## Monday, April 18, 2011

### boat puzzle:: the first trip and maximal independent sets

I'll now continue my discussion of the boat puzzle in which the goal is to get cats across a river in a boat, where there are fewer seats on the boat than cats, and certain cats must not be left with each other unsupervised.

For the first trip across the goal is simple: to leave no two incompatible cats back on the first short. For example, consider the following problem, with cats Mac, Nadia, and Flannel, where I spiced it up slightly with the requirement to also transport a supply of cat food cans:

I want to find a group which has no mutual connections to leave back on the shore. Ideally, my boat should require no more seats than the number of cats + objects to be transported in that first trip. Thus I want this group without mutual connections to be as large as possible. The largest group without connections is called the maximal independent set.

Here is the maximal independent set for the graph shown above:

The only element not in the maximal independent set is Flannel, so Flannel goes in the boat first, and I need at least one seat in the boat to accomplish my task (which is obviously the minimum for any non-zero number of cats + objects).

If I have two seats, there is a trivial (perhaps nonoptimal) solution. I keep Flannel in one seat, while I use the other seat to transport cats across one-by-one. For example, I take Flannel + Mac, drop off Mac, go back with Flannel, pick up Nadia, drop Nadia off with Mac (leaving Flannel on the boat), go back with Flannel, pick up the cans, then exit the boat with Flannel and the cans: all across. The interesting question is if I can solve it with only enough seats to isolate the maximal independent set.

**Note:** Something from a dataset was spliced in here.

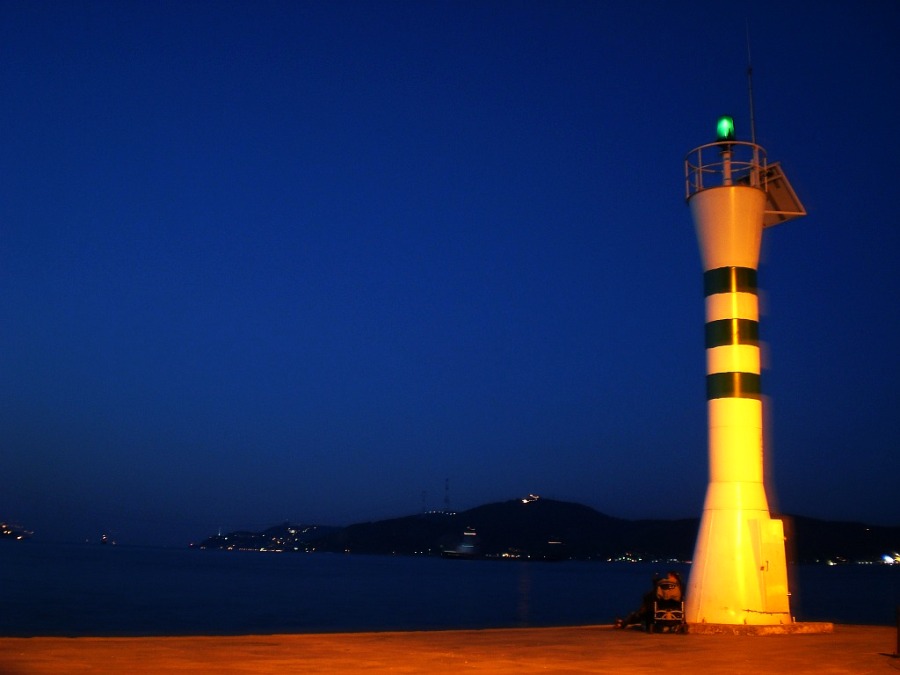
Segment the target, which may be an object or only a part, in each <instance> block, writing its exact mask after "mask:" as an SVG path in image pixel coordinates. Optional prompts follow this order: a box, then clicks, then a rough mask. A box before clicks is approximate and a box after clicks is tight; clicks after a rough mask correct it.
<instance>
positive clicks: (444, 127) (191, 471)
mask: <svg viewBox="0 0 900 675" xmlns="http://www.w3.org/2000/svg"><path fill="white" fill-rule="evenodd" d="M748 21H749V27H750V34H751V38H752V57H753V59H752V60H753V65H754V91H755V106H756V122H757V139H758V141H759V142H760V143H761V144H762V145H763V146H764V147H765V148H766V149H767V150H768V153H769V157H770V159H772V160H780V161H782V163H783V166H784V167H785V170H786V171H787V173H788V175H789V177H790V179H791V181H792V183H793V185H794V188H795V189H796V191H797V192H798V194H799V196H800V198H801V199H802V200H803V202H804V204H805V205H806V207H807V209H808V211H809V215H808V216H807V217H806V218H804V219H802V220H797V221H794V222H792V223H789V224H786V225H782V226H779V227H777V228H774V229H771V230H768V231H767V232H766V235H765V238H764V246H763V262H762V266H761V269H760V284H761V286H762V288H763V297H762V300H763V315H762V326H761V330H762V334H763V338H764V340H765V341H766V345H767V347H766V364H767V368H766V370H765V371H764V373H763V387H764V389H765V391H766V393H767V394H768V395H769V397H770V400H769V403H770V406H769V408H768V417H767V419H768V428H767V436H768V438H769V455H770V456H769V464H768V470H769V473H770V474H771V476H772V486H771V490H770V498H771V501H772V502H773V505H775V506H778V507H780V508H781V509H783V510H785V511H788V512H794V513H802V514H805V515H810V516H815V517H824V518H835V519H842V520H865V521H868V522H871V523H881V524H892V525H898V524H900V499H898V492H897V477H898V476H900V459H898V457H900V453H898V449H900V448H898V438H900V433H898V426H900V395H898V384H897V383H898V382H900V359H898V356H897V335H898V333H900V319H898V301H900V278H898V277H900V275H898V273H897V265H898V262H897V261H898V257H900V236H898V226H900V222H898V218H897V215H896V205H895V202H896V198H897V194H898V180H897V167H896V165H897V161H898V158H900V131H898V127H900V125H898V124H897V123H896V116H897V111H898V110H900V87H898V85H897V83H898V82H900V58H898V57H900V48H898V46H897V44H898V43H897V35H898V34H900V5H898V4H897V3H895V2H892V1H889V0H885V1H882V2H874V1H869V2H856V3H852V4H851V3H848V2H821V3H818V4H817V5H816V8H815V10H813V9H811V7H810V5H809V3H806V2H787V3H785V2H768V1H763V2H754V3H722V2H691V3H673V2H663V1H660V2H643V3H611V2H599V1H595V2H584V3H581V2H555V1H554V2H506V1H504V2H474V1H471V2H399V1H398V2H386V1H385V2H377V1H372V2H252V3H251V2H215V3H213V2H182V1H179V2H171V3H169V2H128V3H121V2H112V1H110V2H74V1H73V2H70V1H66V2H39V1H32V0H29V1H28V2H24V1H21V2H20V1H10V2H5V3H3V5H2V7H0V64H2V65H0V101H2V104H0V135H2V136H0V137H2V144H0V148H2V152H0V168H2V176H0V179H2V183H0V283H2V286H0V318H2V320H0V326H2V330H0V373H2V377H0V387H2V389H0V395H2V399H0V400H2V407H0V453H2V454H0V457H2V464H3V466H2V471H0V519H6V520H13V521H16V522H19V523H21V524H23V525H26V526H28V527H30V528H32V529H34V530H36V531H37V532H38V534H39V535H41V536H42V537H44V538H48V539H81V538H97V537H98V536H99V535H100V533H101V532H110V533H112V534H113V535H114V536H115V537H116V538H117V539H118V540H120V541H122V542H147V543H172V544H183V543H186V542H188V541H191V540H196V539H198V538H201V537H202V536H204V535H206V534H210V533H212V532H215V531H216V530H217V529H218V528H219V527H223V528H225V529H238V528H261V527H264V526H267V525H270V524H273V523H276V522H279V521H281V520H284V519H290V520H295V521H303V522H325V523H333V524H347V523H351V522H357V521H362V520H369V519H379V518H384V517H390V516H396V515H406V514H409V513H414V512H416V511H419V510H420V509H422V508H423V507H427V508H441V507H443V504H444V499H445V492H444V487H445V481H449V487H450V490H449V496H450V501H451V506H452V507H453V508H455V509H457V510H461V509H465V508H469V507H472V506H476V505H479V504H481V503H484V502H488V501H495V500H499V499H508V498H513V497H518V496H522V495H524V494H527V493H530V492H532V493H538V494H541V495H544V496H547V497H553V498H557V499H563V500H571V501H579V502H583V503H585V504H588V505H590V506H592V507H595V508H597V509H599V510H601V511H603V512H606V513H609V514H611V515H615V516H622V517H628V518H636V517H684V516H697V515H699V513H700V510H701V508H702V501H703V497H704V494H705V489H706V470H707V468H706V467H707V464H706V402H705V389H704V386H705V385H704V375H705V360H704V347H703V323H704V315H703V294H702V275H701V268H700V259H699V253H698V250H697V244H696V241H695V237H694V232H693V227H692V225H691V220H690V214H689V211H688V209H687V207H686V206H685V203H684V179H683V159H684V156H685V154H686V153H687V152H688V151H689V150H691V149H692V148H694V147H696V146H698V145H701V144H703V143H707V142H710V141H712V140H713V133H714V124H715V118H716V116H717V115H719V114H723V113H730V114H733V115H734V117H735V119H736V122H737V125H738V135H739V137H741V138H743V139H746V140H749V114H748V103H747V82H746V77H745V71H746V65H747V48H746V42H745V33H746V27H747V25H748Z"/></svg>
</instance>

Here is another graph I described last time: Flannel, Mac, and Molly: none of the two cats can be left together unsupervised.

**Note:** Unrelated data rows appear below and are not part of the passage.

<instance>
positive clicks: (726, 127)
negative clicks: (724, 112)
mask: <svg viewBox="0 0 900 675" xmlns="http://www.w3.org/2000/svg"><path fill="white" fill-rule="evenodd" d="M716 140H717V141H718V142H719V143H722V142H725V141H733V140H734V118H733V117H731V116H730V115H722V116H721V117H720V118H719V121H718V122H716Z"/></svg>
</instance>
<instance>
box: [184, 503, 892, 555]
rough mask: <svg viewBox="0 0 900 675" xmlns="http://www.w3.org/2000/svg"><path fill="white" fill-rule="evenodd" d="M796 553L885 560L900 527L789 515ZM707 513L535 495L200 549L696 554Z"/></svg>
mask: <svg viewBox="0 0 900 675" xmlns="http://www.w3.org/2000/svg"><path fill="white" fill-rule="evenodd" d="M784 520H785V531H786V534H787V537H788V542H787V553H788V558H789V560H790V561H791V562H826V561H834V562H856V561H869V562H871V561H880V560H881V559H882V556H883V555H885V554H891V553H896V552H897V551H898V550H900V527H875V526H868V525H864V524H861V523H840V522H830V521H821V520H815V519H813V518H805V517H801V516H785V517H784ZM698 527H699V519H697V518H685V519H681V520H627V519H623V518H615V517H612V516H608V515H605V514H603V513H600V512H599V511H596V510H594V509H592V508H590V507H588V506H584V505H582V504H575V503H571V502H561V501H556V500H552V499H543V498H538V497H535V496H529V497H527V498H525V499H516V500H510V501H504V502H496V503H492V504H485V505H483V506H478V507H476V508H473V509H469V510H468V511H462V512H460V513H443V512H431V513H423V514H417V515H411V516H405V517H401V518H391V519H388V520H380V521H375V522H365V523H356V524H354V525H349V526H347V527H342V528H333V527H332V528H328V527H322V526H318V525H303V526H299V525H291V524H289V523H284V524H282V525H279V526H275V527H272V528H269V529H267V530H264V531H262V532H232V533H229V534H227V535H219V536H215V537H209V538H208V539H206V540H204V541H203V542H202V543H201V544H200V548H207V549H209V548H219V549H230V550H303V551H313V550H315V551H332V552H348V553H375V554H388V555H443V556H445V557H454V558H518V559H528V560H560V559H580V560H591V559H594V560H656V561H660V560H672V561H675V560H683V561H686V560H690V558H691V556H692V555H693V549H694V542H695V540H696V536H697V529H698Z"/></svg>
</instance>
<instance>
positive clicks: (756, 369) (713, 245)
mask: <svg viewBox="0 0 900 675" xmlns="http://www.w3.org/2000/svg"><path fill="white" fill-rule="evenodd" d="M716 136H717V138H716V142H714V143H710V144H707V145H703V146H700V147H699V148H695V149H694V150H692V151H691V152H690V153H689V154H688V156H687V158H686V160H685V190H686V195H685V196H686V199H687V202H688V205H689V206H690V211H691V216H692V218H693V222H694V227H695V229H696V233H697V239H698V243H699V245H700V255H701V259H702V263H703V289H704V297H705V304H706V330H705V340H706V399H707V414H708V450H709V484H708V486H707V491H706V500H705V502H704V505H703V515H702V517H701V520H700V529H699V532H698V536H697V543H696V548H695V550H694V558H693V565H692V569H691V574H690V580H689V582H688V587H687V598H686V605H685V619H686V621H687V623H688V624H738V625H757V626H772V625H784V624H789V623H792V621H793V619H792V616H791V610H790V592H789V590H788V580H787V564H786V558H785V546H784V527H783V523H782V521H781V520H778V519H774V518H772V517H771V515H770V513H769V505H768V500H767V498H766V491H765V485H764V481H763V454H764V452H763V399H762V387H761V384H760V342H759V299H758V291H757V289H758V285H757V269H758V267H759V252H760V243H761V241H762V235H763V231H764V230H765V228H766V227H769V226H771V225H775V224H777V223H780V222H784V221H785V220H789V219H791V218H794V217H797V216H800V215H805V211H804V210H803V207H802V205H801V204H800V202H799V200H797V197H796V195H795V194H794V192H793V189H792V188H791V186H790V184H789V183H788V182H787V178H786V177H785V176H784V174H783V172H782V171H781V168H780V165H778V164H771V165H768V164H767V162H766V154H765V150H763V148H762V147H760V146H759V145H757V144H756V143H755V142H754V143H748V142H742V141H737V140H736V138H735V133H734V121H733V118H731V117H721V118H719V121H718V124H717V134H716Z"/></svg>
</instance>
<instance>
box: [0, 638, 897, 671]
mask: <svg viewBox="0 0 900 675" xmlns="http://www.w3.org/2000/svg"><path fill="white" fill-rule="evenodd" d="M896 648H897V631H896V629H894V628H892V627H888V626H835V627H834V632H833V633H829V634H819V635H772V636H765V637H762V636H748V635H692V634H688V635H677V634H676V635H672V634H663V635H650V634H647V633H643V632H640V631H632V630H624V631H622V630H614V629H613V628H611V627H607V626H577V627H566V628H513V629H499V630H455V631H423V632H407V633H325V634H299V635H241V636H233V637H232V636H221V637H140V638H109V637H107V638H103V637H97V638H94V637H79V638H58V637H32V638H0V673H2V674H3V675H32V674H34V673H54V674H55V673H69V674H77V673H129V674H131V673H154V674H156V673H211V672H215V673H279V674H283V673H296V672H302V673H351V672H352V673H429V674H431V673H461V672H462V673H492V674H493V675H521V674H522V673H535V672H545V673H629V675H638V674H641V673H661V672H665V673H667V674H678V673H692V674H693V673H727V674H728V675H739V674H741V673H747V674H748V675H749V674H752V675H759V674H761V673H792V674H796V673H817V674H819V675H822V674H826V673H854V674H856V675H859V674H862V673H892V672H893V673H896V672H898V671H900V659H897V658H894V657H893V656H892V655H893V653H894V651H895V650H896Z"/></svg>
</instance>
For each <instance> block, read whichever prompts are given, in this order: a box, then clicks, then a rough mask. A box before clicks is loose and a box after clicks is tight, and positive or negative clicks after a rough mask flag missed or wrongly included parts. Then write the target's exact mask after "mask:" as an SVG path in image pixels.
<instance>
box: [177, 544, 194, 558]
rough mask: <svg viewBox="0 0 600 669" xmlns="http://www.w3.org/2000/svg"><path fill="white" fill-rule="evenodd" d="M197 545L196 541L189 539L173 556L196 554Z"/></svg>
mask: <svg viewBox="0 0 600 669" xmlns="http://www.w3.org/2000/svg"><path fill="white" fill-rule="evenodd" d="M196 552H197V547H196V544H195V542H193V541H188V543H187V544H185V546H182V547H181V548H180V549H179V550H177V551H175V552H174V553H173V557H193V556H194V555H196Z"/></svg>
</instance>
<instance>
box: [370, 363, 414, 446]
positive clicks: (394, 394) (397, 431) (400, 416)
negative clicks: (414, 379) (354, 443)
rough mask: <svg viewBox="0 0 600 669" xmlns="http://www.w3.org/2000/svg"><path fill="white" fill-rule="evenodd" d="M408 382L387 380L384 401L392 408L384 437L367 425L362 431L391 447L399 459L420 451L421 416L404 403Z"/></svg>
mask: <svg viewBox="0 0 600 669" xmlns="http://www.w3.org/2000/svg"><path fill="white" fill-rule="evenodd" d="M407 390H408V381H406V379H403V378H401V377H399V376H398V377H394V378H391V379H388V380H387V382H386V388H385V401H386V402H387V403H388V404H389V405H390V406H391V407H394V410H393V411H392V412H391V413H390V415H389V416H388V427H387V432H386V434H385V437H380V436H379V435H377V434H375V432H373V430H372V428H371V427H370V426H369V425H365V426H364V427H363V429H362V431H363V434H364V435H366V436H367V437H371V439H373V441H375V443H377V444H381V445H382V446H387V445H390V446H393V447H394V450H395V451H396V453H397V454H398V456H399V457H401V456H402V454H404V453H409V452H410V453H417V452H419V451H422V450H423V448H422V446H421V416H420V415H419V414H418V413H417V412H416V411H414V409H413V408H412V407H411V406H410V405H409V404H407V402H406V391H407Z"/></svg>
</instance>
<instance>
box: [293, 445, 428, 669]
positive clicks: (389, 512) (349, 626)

Here there are three candidates for the maximal independent set, each with only one member:

So I need at least two seats to solve this problem. And I can solve it with two seats: for example, I pick Molly as my independent set, and put Mac and Flannel in the boat. I drop off Flannel, and take Mac back. Then I pick up Molly and take Mac and Molly and I'm done.

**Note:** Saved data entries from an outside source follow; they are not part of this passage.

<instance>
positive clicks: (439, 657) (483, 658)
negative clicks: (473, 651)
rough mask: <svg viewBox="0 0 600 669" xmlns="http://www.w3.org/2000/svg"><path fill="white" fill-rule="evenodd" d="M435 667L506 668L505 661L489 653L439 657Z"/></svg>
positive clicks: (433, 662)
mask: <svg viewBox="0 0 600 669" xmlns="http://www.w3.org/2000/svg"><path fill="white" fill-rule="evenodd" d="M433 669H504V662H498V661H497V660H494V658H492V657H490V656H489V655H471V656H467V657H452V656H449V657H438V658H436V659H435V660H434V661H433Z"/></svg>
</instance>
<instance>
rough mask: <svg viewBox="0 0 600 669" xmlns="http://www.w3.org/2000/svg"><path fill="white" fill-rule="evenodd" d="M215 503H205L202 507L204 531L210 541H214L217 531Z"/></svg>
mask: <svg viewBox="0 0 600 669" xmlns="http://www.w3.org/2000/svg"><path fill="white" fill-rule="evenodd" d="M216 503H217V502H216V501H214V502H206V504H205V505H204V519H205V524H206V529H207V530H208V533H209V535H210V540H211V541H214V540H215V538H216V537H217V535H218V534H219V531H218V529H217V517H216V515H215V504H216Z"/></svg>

The whole trick is in finding a maximal independent set which allows the problem to be solved with just enough seats on the boat to carry the others across on that first trip. Here is a randomly generated graph. The Perl code which generated this plot isn't very creative, so used numbers for the elements of the graph, as opposed to cat names:

There are three solutions for the maximal independent set here; here is an arbitrary one:

You can see I would need five seats on the boat to make the first trip. So the question is: is this enough? As I described, there is a trivial solution if there are six seats on the boat, so I want to solve it with only five.